Patterns that helped
Despite the chaos, a few strategies kept things moving:
- Scaffolding First: I started with the basic table UI and command wrappers, then layered on features—never the other way around.
- Tiny PRs: Small, atomic merges meant feedback came fast (and so did fixes).
- Tests Matter: A solid base of unit tests for task manipulations kept things from breaking entirely when experimenting.
- Live Documentation: Documentation, such as the README, is updated regularly to reflect all the hotkey and feature changes.
What I learned using agentic coding
Stepping into agentic coding with Codex as my "pair programmer" was a genuine shift. I learned a lot—not just about automating code generation, but also about how you have to tightly steer, guide, and audit every line as things move at breakneck speed. I must admit, I sometimes lost track of what all the generated code was actually doing. But as the features seemed to work after a few iterations, I was satisfied—which is a bit concerning. Imagine if I approved a PR for a production-grade deployment without fully understanding what it was doing (and not a toy project like in this post).
Discussing requirements with Codex forced me to clarify features and spot logical pitfalls earlier. All those fast iterations meant I was constantly coaxing more helpful, less ambiguous code out of the model—making me rethink how to break features into clear, testable steps.
how much time did I save?
Did it buy me speed? Let's do some back-of-the-envelope math:
- Say each commit takes Codex 5 minutes to generate, and you need to review/guide 179 commits = about _6 hours of active development_.
- If you coded it all yourself, including all the bug fixes, features, design, and documentation, you might spend _10–20 hours_.
- That's a couple of days potential savings.
Conclusion
Building Task Samurai with agentic coding was a wild ride—rapid feature growth, plenty of churns, countless fast fixes, and more merge commits I'd expected. Keep the iterations short (or maybe in my next experiment, much larger, with better and more complete design before generating a single line of code), keep tests and documentation concise, and review and refine for final polish at the end. Even with the bumps along the way, shipping a polished terminal UI in days instead of weeks is a testament to the raw power (and some hazards) of agentic development.
Am I an agentic coding expert now? I don't think so. There are still many things to learn, and the landscape is constantly evolving.
While working on Task Samurai, there were times I genuinely missed manual coding and the satisfaction that comes from writing every line yourself, debugging issues manually, and crafting solutions from scratch. However, this is the direction in which the industry seems to be shifting, unfortunately. If applied correctly, AI will boost performance, and if you don't use AI, your next performance review may be awkward.

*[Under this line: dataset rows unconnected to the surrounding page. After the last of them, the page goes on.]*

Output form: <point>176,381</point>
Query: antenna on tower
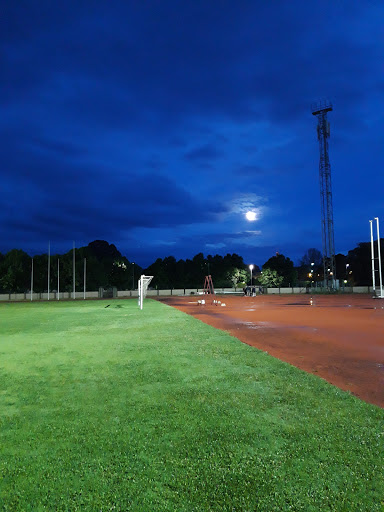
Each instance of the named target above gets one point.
<point>320,110</point>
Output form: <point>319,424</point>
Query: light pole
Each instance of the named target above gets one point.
<point>379,258</point>
<point>311,272</point>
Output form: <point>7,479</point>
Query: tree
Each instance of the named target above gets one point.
<point>237,276</point>
<point>15,271</point>
<point>284,268</point>
<point>270,278</point>
<point>311,266</point>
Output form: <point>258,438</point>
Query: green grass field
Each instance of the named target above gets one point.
<point>113,408</point>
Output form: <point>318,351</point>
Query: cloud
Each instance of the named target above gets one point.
<point>206,152</point>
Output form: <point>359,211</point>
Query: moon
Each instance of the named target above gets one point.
<point>250,215</point>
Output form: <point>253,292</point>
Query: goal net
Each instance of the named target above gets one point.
<point>143,284</point>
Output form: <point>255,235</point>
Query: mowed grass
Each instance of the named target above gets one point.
<point>113,408</point>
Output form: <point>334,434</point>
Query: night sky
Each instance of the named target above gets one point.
<point>155,125</point>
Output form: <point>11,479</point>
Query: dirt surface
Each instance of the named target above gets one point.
<point>338,337</point>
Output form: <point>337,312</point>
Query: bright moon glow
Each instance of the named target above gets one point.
<point>251,215</point>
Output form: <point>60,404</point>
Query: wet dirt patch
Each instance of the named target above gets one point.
<point>339,338</point>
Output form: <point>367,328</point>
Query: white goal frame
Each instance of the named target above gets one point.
<point>142,286</point>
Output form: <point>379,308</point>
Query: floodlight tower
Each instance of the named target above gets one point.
<point>320,110</point>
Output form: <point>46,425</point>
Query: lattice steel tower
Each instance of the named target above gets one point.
<point>320,110</point>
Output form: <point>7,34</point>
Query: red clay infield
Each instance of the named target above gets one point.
<point>338,337</point>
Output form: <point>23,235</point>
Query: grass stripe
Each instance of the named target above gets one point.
<point>121,409</point>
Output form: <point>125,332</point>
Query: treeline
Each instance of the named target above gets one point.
<point>106,267</point>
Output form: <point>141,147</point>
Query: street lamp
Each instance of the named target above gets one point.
<point>251,267</point>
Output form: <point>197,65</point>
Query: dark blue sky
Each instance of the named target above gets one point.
<point>155,125</point>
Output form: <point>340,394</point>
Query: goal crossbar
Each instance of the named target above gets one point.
<point>142,287</point>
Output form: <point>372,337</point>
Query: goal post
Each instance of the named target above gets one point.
<point>142,287</point>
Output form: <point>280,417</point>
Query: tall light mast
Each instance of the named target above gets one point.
<point>320,110</point>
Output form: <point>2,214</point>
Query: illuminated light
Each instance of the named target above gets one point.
<point>250,215</point>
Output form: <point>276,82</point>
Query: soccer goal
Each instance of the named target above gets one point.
<point>142,287</point>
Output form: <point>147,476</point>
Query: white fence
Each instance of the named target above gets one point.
<point>6,297</point>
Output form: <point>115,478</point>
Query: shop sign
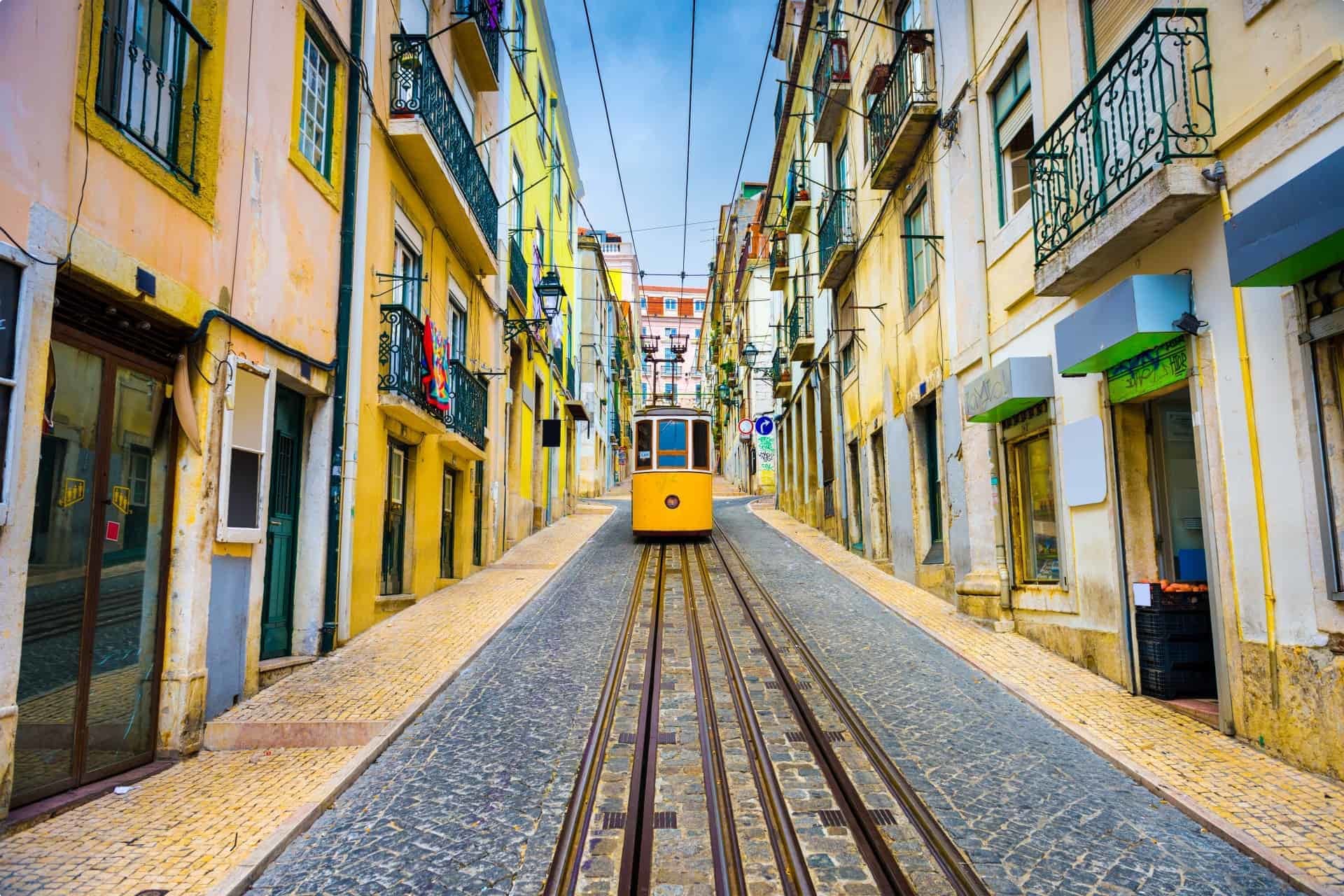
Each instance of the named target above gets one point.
<point>1148,371</point>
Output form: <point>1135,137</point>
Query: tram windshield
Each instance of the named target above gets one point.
<point>672,453</point>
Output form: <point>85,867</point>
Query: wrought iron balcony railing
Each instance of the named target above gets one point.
<point>487,14</point>
<point>402,370</point>
<point>150,80</point>
<point>518,270</point>
<point>910,80</point>
<point>800,318</point>
<point>1149,104</point>
<point>419,89</point>
<point>836,226</point>
<point>832,67</point>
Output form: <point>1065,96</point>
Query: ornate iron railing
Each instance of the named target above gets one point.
<point>487,14</point>
<point>1149,104</point>
<point>832,66</point>
<point>150,80</point>
<point>518,270</point>
<point>402,370</point>
<point>419,89</point>
<point>910,80</point>
<point>800,318</point>
<point>836,226</point>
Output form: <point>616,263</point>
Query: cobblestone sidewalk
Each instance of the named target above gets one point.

Personally, I am not sure whether I like where the industry is going with agentic coding. I love "traditional" coding, and with agentic coding you operate at a higher level and don't interact directly with code as often, which I would miss. I think that in the future, designing, reviewing, and being able to read and understand code will be more important than writing code by hand.
Do you have any thoughts on that? I hope, I am partially wrong at least.